The workshop “Networks, Data, Society, and AI”, organized by Vedran, Lasse, Anders, Anders, and Arianna, sparked inspiring dialogue on AI’s impact on society from diverse perspectives, and brought together an eclectic mix of speakers from industry, academia, and journalism.

Anastassia co-led the workshop “From Classroom to Career: Data Science Degrees and Early Career Opportunities,” which provided valuable guidance for young data scientists navigating the transition from academic studies to professional paths. (We were especially pleased to see Luca as one of the invited speakers here, adding an extra point of view to the session!)

Clément contributed a visually engaging poster on urban bicycle network planning, sparking plenty of conversations about sustainable city design. Mesut shared his latest research on fair recommendations in job markets in the “Fair Division – Economics, Computational Social Science, and AI” session.

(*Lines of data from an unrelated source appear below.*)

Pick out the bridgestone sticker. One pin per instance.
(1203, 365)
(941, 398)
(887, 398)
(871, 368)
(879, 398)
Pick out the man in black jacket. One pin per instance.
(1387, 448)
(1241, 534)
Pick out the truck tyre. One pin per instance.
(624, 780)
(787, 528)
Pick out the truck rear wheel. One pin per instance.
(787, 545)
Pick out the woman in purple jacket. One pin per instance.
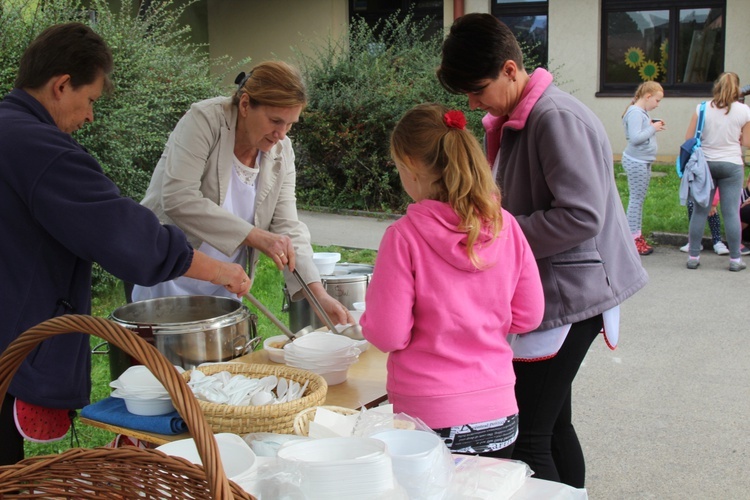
(453, 278)
(554, 165)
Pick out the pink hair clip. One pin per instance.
(455, 119)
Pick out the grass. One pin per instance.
(662, 213)
(268, 289)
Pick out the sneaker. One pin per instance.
(642, 247)
(736, 266)
(720, 248)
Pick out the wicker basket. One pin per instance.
(303, 418)
(278, 418)
(121, 472)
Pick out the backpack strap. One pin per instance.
(701, 120)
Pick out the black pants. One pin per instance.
(547, 440)
(11, 450)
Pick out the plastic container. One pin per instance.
(275, 354)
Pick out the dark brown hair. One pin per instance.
(65, 49)
(476, 48)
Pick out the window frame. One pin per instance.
(673, 6)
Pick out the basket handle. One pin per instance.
(182, 396)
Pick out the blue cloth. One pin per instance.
(112, 411)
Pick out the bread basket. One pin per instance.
(116, 472)
(278, 418)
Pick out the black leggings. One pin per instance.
(547, 440)
(11, 450)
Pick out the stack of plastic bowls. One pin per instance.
(345, 467)
(142, 392)
(422, 463)
(326, 354)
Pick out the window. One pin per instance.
(527, 19)
(678, 43)
(373, 11)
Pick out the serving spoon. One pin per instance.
(354, 331)
(276, 321)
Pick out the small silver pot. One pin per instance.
(192, 329)
(348, 284)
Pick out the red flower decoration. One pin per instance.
(455, 119)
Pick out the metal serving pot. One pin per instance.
(348, 284)
(192, 329)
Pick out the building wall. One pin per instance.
(269, 29)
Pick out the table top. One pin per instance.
(364, 386)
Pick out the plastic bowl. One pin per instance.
(275, 354)
(149, 407)
(326, 261)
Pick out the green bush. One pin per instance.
(158, 73)
(359, 87)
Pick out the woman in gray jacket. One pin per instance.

All in all, this year’s D3A conference was a fantastic blend of intellectual exchange, practical workshops, and community building. It’s exciting to see the role NERDS is playing in these developments, and we’re already looking forward to bringing even more insights to next year’s event!

Carlson Büth wins VCD Award for his Master thesis

Carlson Moses Büth, who visited us last year from University of Münster, Germany, won the VCD Award (1st place Special Award) for his master thesis

From Gridlocks to Greenways: Analyzing the Network Effects of Computationally Generated Low Traffic Neighborhoods

that he wrote at ITU, co-supervised by Anastassia+Michael@NERDS. We congratulate Carlson to this achievement! 🎉


Photos from the VCD Award Ceremony by Jan Zappner

The VCD is the “Verkehrsclub Deutschland”, a major non-profit association and traffic club in Germany that is committed to a socially and environmentally friendly transport transition towards mobility for all road users.

Over the course of his master thesis Carlson also initiated the development of the Python package superblockify which we published recently within the JUST STREETS EU Horizon project we are part of. See: superblockify.city, its Github repository, and the accompanying paper at JOSS.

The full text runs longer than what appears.